Points essentiels de l’accord UE/Japon
Si l’on se limite au volet agroalimentaire de l’accord de libre-échange UE/Japon, ce dernier fera disparaître la plupart des droits de douane – plus de 90 % une fois l’accord entré en vigueur – pour la plupart des produits de l’UE exportés au Japon. Alors que les secteurs de l’UE les plus sensibles, comme la production de riz, seront protégés, les exportations de vin (actuellement taxées à 15 %), de fromages (comme le gouda et le cheddar actuellement taxées à 30 %), de porc, de pâtes, le chocolat ou encore de biscuits seront détaxés soit immédiatement, soit après une période de transition. L’accord garantit également la protection par le Japon de 205 produits alimentaires européens possédant une IGP (indication géographique protégée). A ce propos, la résolution du Parlement européen demande la poursuite des pourparlers UE/Japon au bout de trois ans afin d’évaluer les possibilités d’étendre la liste des IG européennes à protéger sur le marché japonais.
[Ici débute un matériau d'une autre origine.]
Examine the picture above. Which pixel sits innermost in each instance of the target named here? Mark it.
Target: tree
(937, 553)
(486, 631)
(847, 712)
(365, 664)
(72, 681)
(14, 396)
Restez au courant en temps réel !
Suivez des thématiques, des projets législatifs, des entreprises et des personnalités pour être notifié dès que nous publions un article.
Calendrier et prochaines étapes
Les négociations relatives à l’accord de libre-échange UE/Japon ont débuté en 2013 et celui-ci a été signé le 17 juillet 2018. Le 29 novembre et le 8 décembre, les deux chambres de la Diète nationale du Japon ont ratifié l’accord. Le feu vert du 12 décembre 2018 du Parlement européen et celui du Conseil des ministres de l’UE – attendu ce 21 décembre – ouvrent la voie à la conclusion officielle et à l’entrée en vigueur de l’accord prévue le 1er février 2019.